How to generate statically linked executables?
I am trying to create a static executable with Rust. I am not trying to statically link a particular library, I am trying to create a executable which does not use dynamic linking at all. I have the following (otherwise working) test:
$ cat hello.rs
fn main()
{
print!("Hello, world!\n");
}
$ rustc hello.rs -o hello
$ file hello
hello: ELF 64-bit LSB shared object, x86-64, version 1 (SYSV),
dynamically linked, interpreter /lib64/ld-linux-x86-64.so.2, [etc]

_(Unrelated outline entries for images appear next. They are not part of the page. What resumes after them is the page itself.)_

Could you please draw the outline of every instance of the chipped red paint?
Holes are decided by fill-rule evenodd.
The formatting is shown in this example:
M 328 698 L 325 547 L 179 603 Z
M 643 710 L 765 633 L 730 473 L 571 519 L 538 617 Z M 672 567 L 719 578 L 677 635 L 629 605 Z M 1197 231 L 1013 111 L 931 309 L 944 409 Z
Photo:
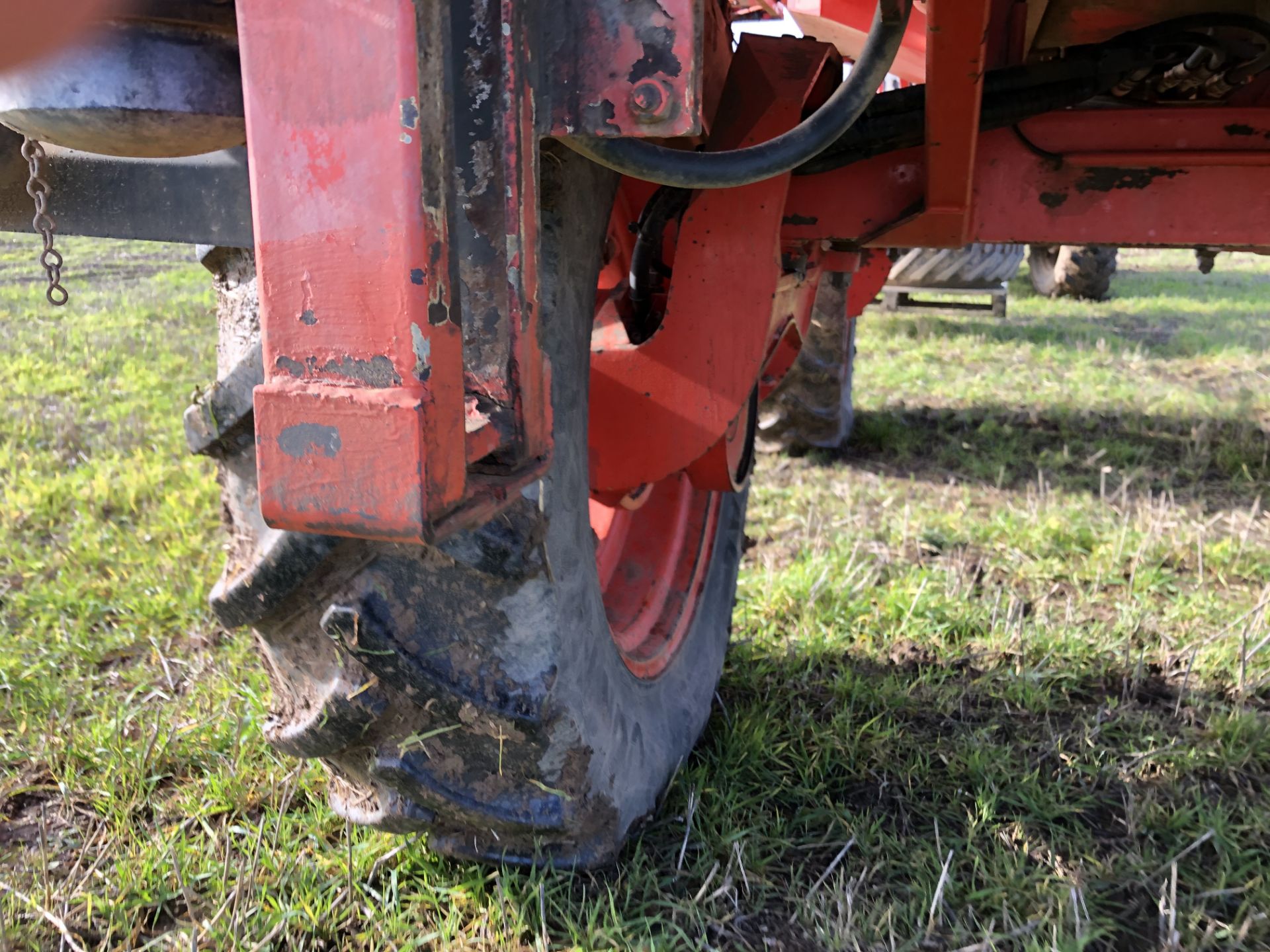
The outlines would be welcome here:
M 434 267 L 444 232 L 424 213 L 422 136 L 401 107 L 419 96 L 414 5 L 244 0 L 237 14 L 262 512 L 282 528 L 428 538 L 432 515 L 464 495 L 462 339 L 429 320 L 451 293 Z M 339 430 L 338 454 L 278 448 L 311 423 Z
M 850 46 L 874 4 L 795 6 Z M 1105 6 L 1081 0 L 1041 36 L 1105 38 L 1165 15 L 1157 0 Z M 544 472 L 540 137 L 710 133 L 706 147 L 735 147 L 790 128 L 838 81 L 824 43 L 751 38 L 733 56 L 721 10 L 240 0 L 272 526 L 429 541 L 491 518 Z M 979 135 L 984 66 L 1017 61 L 1035 27 L 1021 11 L 928 0 L 914 14 L 897 69 L 927 80 L 926 146 L 695 195 L 667 231 L 664 319 L 640 345 L 616 316 L 630 248 L 611 251 L 592 341 L 598 496 L 688 477 L 734 487 L 751 397 L 792 364 L 819 283 L 852 273 L 853 317 L 885 281 L 884 255 L 861 249 L 1267 244 L 1270 109 L 1247 105 L 1261 93 L 1241 90 L 1238 108 L 1063 110 L 1021 124 L 1031 145 Z M 627 182 L 615 222 L 650 193 Z
M 610 632 L 638 678 L 674 660 L 692 626 L 719 527 L 719 496 L 683 475 L 648 486 L 638 506 L 591 500 L 596 567 Z
M 1068 109 L 1024 123 L 1030 142 L 1067 156 L 1060 164 L 1034 152 L 1011 129 L 986 132 L 975 160 L 970 236 L 1266 246 L 1265 138 L 1232 135 L 1231 126 L 1270 131 L 1270 109 Z M 1198 154 L 1179 149 L 1191 143 Z M 1124 165 L 1125 159 L 1132 161 Z M 923 151 L 911 149 L 824 175 L 796 176 L 784 237 L 885 246 L 889 226 L 922 199 L 923 170 Z
M 429 541 L 497 512 L 547 465 L 525 10 L 240 5 L 271 526 Z M 438 41 L 420 57 L 418 37 L 451 25 L 472 46 Z M 465 316 L 481 329 L 466 344 Z M 338 453 L 278 442 L 318 425 L 339 433 Z
M 678 137 L 710 131 L 732 37 L 716 0 L 564 0 L 551 57 L 551 135 Z
M 818 84 L 837 81 L 838 63 L 823 43 L 747 38 L 733 60 L 711 146 L 761 142 L 792 127 Z M 756 102 L 766 105 L 759 114 Z M 700 193 L 679 226 L 660 329 L 638 347 L 593 348 L 593 490 L 657 482 L 705 454 L 738 419 L 771 344 L 789 183 L 782 175 Z M 725 320 L 726 330 L 706 315 Z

Note the dynamically linked, interpreter /lib64/ld-linux-x86-64.so.2
. Static executables have statically linked
instead. (And in my case corrupted section header size
, although I would be pleasantly astonished if I can convince Rust to replicate that.)
What options do I need to pass to rustc
to get it to generate a actual static executable (for concreteness: one which even file
agrees is statically linked).
Since Rust 1.19, you can statically link the C runtime (CRT) to avoid this very common situation on Windows:
The program can't start because VCRUNTIME140.dll is missing from your computer. Try reinstalling the program to fix this problem.
Add this to your .cargo/config
file, using the appropriate target triple for your platform:
[target.x86_64-pc-windows-msvc]
rustflags = ["-C", "target-feature=+crt-static"]
An alternative to editing .cargo/config
is to pass -C target-feature=+crt-static
to rustc by hand.
See also:
RFC
Pull Request
Cargo config documentation
Rust statically links everything but glibc (and libgcc, iirc) by default.